The first homegrown comes home: Zach Pfeffer tells Union academy players how to plan for life after soccer

In 2011, Zach Pfeffer was 15 years old. He was also, as he told the assembled members of the Philadelphia Union academy last Friday, "the man" on the soccer field, often playing up at least one age group.

Then Pfeffer signed on with the Union, becoming the club's first homegrown player. And all of a sudden he had to, again, in his own words, "grow up, I had to mature, I had to learn the ropes."

"I had to become independent."

A day after Pfeffer spoke at YSC about his journey from 15 year old homegrown to, most recently, recipient of a highly selective financial analyst job at Goldman Sachs, Union academy graduates Zach Zandi and Jeremy Rafanello faced off against each other as members of Villanova University and Penn State respectively, highlighting the growing link between the Union's academy and the academic future of its graduates. Both players scored, by the way.

Zandi and Rafanello are only two of many former academy members still playing soccer as they advance through their collegiate careers.

However, Pfeffer, now 23 and finishing his degree at Temple University before moving to New York for his new job, is retired. "My boots are on the wall at this point," he said with a laugh.

The former FC Delco, Montgomery United, and Upper Dublin Soccer Club player explained how he managed to grow his soccer career without abandoning the academic side of his life.

"It's a balancing act," Pfeffer admitted, sitting in front of the academy players and alongside YSC founder and Union minority owner Richie Graham. "When you're on the field, put all your time and energy into that because that's what you guys are here for at the end of the day. But for some of you, that [dream] may not happen — hopefully for all of you it does. Some of you may play 5-10 years, some may play 15, some may play in MLS, some may play in Europe. But at some point it will, unfortunately, come to an end, and you have to make sure you're prepared when the time comes.

"There always has to be a Plan B and C in case something unforseen comes up and maybe derails some of those plans."

Pfeffer encouraged the academy members to lean into the skills they develop on the pitch as they transition to new careers. "Your background as athletes is very attractive to a lot of employers," he said, "It's just that innate competitive feel that you guys have, coming in every day, working hard. That, for me, was a differentiating factor, especially when I got into the interviewing process."

The setting for Pfeffer's talk drove home the growth of American soccer since the Union entered MLS. Players from across the world now attend classes at YSC and train twice daily around their academic schedule as they try to make their way into the Union's first team plans.

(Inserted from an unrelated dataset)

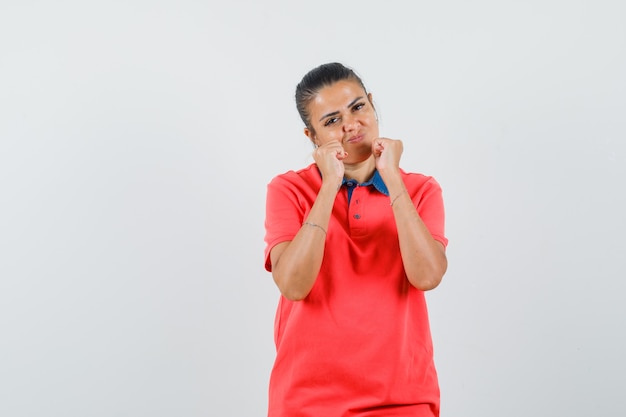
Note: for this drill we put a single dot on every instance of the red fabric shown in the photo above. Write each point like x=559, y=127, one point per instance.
x=359, y=344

This is a similar setup to European academies, as Pfeffer knows from his season on loan with Hoffenheim, the same club where incoming Union Sporting Direct Ernst Tanner once worked (in fact, Pfeffer said Tanner was the one that picked him up from the airport the first time he flew in to train at Hoffenheim).

Little of the Union’s academy structure was in place when Pfeffer came through the ranks, though. And that fact underlines the key role the growing academic side of YSC provides for young athletes. Pfeffer had a very academically-oriented family to ensure he prepared for a life after soccer, but not every young player has the same support system. And while academies can provide an opportunity to progress academically and athletically, Pfeffer emphasized that it's up to each individual to push themselves to recognize that they will need to be prepared for what comes next when it's time to, like him, put their boots on the wall.

"All of this is unbelievable," Pfeffer said, indicating the classrooms and replica Allianz Arena in YSC. "I only wish I had something like this when I started. You guys have the academics, you the fields right here, you train twice a day, it's exactly how they do it in Europe."

But in the end, both on the field and in life after soccer, the message to the young men in attendance was to work hard and differentiate yourself from those around you. And Pfeffer said the best way to do that is to pursue your interests with passion and then turn those interests into a career.